As I sit down to write this, Gov. Jan Brewer of Arizona has just decided to veto a bill, passed by both houses of their legislature, that would make it legal to refuse service to people who somehow run afoul of your deeply held religious beliefs. And apparently a lot of peoples’ deeply held religious beliefs involve inconveniencing gays who, as we all know, will do icky things with their nibbly bits just as soon as they’re done eating that cake you’ve just been asked to bake. The logic seems to be if there’s no cake, there will be no gay sex.

But Gov. Brewer vetoed the bill, not because there’s something off about an “exercise of religion” that involves bigotry based upon judgments made while picturing the sinners naked, but because of the “economic impact.” They could lose the Super Bowl. The National Association of Polyvinyl Siding Manufacturers might move their convention. When people visit the Four Corners, they will make a point of NOT standing in Arizona. For reaction, I switched on MSNBC’s primetime Outrage Block, and the consensus seemed to be that, while vetoing the bill was a good thing, Gov. Brewer may have done it for reasons that were somewhat suspect. The moral outrage should’ve been enough.
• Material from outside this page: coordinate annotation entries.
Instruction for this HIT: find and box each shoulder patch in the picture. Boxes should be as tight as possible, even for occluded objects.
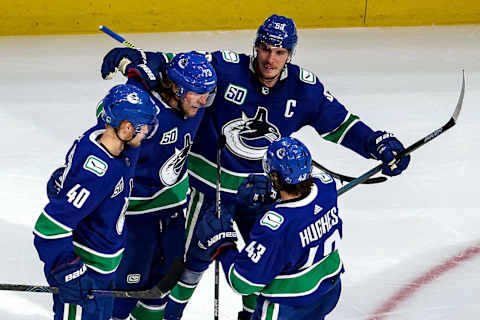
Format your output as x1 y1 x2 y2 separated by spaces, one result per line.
110 177 125 198
160 127 178 145
300 68 317 84
260 211 284 230
83 155 108 177
223 83 248 105
220 50 240 63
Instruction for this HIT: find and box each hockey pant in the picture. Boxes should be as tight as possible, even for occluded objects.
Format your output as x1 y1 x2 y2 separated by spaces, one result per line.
113 207 185 320
165 188 256 320
45 269 113 320
252 276 342 320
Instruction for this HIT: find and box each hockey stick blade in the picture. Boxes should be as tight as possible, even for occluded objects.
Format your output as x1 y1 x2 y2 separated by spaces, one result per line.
0 259 185 299
98 25 136 49
90 257 185 299
312 159 388 184
338 70 465 195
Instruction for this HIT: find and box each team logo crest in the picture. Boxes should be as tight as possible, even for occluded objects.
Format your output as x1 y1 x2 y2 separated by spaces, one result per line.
222 107 281 160
158 133 192 186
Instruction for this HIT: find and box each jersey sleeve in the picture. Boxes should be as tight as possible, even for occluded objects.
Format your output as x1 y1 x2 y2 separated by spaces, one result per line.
309 80 373 158
34 142 111 270
220 211 290 295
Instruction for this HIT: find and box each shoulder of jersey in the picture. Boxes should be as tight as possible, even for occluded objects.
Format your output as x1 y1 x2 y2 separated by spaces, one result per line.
212 50 250 71
74 125 115 178
288 63 323 88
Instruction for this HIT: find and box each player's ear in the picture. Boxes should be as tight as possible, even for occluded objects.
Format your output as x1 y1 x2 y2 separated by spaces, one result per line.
118 120 134 136
270 171 282 191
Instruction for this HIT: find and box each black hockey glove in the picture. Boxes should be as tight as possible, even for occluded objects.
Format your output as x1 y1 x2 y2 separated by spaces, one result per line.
367 131 410 176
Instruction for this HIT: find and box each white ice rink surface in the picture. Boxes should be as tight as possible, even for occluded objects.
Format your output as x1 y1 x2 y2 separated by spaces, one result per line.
0 26 480 320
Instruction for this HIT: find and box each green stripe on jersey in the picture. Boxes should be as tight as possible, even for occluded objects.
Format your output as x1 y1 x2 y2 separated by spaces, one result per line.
262 250 342 297
228 264 265 294
95 103 103 119
169 282 197 303
322 113 359 143
188 153 248 193
131 302 165 320
73 241 124 274
127 174 188 214
33 212 72 239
But I can sympathize with the Governor. I once faced a very similar dilemma. When I was in college, I preferred to decorate my room in the Beta House in a modified salon wall style. Instead of framed engravings, I chose a mélange of beer signs, a life-size poster of Daryl Hannah as a topless fish, and various purloined signs. On the wall by my bed was one sign I found particularly hi-lar-ious. It was a neon orange sign with stark black stick figures in a stark black prohibition circle that wouldn’t be out of place telling people on a jobsite not to touch a live wire or hurl themselves into acid. But this was something I thought at the time was more horrid than an acid bath. In stark black letters across the top it read “STOP AIDS,” and the two figures in the prohibition circle were engaged in what I referred to at the time as “butt sex.”
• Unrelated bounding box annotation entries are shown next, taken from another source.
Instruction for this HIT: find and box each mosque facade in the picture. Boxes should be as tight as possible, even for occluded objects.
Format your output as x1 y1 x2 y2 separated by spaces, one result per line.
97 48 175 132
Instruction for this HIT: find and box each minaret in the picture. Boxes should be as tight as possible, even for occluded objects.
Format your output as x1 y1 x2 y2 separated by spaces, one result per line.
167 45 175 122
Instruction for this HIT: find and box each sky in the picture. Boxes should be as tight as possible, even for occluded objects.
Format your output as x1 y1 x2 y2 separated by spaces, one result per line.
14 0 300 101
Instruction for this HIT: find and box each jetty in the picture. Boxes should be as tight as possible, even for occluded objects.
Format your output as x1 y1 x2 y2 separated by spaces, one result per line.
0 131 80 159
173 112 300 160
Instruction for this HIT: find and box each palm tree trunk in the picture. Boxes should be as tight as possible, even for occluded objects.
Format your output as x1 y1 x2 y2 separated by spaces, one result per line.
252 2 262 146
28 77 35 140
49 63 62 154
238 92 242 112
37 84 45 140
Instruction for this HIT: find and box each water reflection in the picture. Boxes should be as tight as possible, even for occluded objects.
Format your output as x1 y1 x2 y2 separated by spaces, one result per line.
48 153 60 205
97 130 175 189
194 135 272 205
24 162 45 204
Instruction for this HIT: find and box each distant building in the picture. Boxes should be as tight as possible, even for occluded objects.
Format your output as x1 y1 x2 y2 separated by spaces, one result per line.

Okay, I still call it butt sex, but it’s sexy when I do it. Right?

I could speculate on the source of my homophobia and cluelessness, but let’s just say that the intersection of being deeply, deeply in the closet and using “humor” to score points with frat brothers is even uglier and emptier than that intersection in your town with the bad mall no one goes to anymore and the defunct Pontiac dealership. Oh, we all had a good laugh because “Ick! Look at what the homos are doing!” Then we went back to showering communally.

I would’ve been one thing had I tossed it out along with all the other junk when I moved on from the frat house to grad school. But no, I figured the best way to ingratiate myself to the new people I would be meeting in grad school would be to hang this sign in the living room of my apartment. It hung there for over a year, and no one said anything. In that year, in the course of various get-togethers and group projects I had out gays and at least one person I found out later was struggling to come out at the time over to my apartment. No one said anything, but then again, no one in grad school seemed all that concerned with decor. So the sign just became part of the “normal” background.

Then in my second year, a couple Ronan and Anna, asked me to drive them from Ann Arbor up to Toronto spur of the moment for the weekend in exchange for a place to stay. I had nothing better to do, so I agreed. It was all rather rushed, as they needed to be in Toronto by six, and I didn’t have enough time to finish up my schoolwork and eat before hitting the road. Anna was one of those people who are incomplete without a ginormous backpack. I little while after pulling onto I-94, she reached into her bag and pulled out a McDonald’s sack. She had bought some Quarter Pounders for her and Ronan. They smelled delicious-ish. “Do you think I can have a cheeseburger?” I asked.

“Nope,” said Anna. I was taken aback.

“C’mon. I’m starving. I’ll give you the $1.39.”

“Not good enough.”

“What do you want then?”

She then leaned in from the back seat and locked eyes with me in the review mirror. “You know what you can do? You can take down that obnoxious sign.”

“But, but…”

Ronan chimed in, “Seriously dude, it needs to come down.” I weighed the obvious comedy against the fact that I was nearly ready to pass out from hunger.

“Okay. I’ll take it down.” With that, Anna handed me my prize. No one up to that point had ever called me out on my homophobia. I doubt I would’ve promised to take the sign down had the cheeseburger not been proffered because it would’ve registered as just another example of political correctness. After all, earlier that year at Michigan, everyone got a twelve page brochure in the mail entitled You’re a Harasser When… The constant haranguing had made tolerance almost a joke to me. I can hear myself saying, “What now? This, too? It’s called free speech!”

However, dangle a cheeseburger when I’m starving –that’s an argument for tolerance I could understand. Up until that point, I comforted myself in the notion that my homophobia was a deeply held moral belief. The fact that it could be upset by a cheeseburger helped me begin to realize that maybe it wasn’t so integral to my makeup. And kinda stupidly offensive.

May the 2015 Super Bowl be Arizona’s cheeseburger.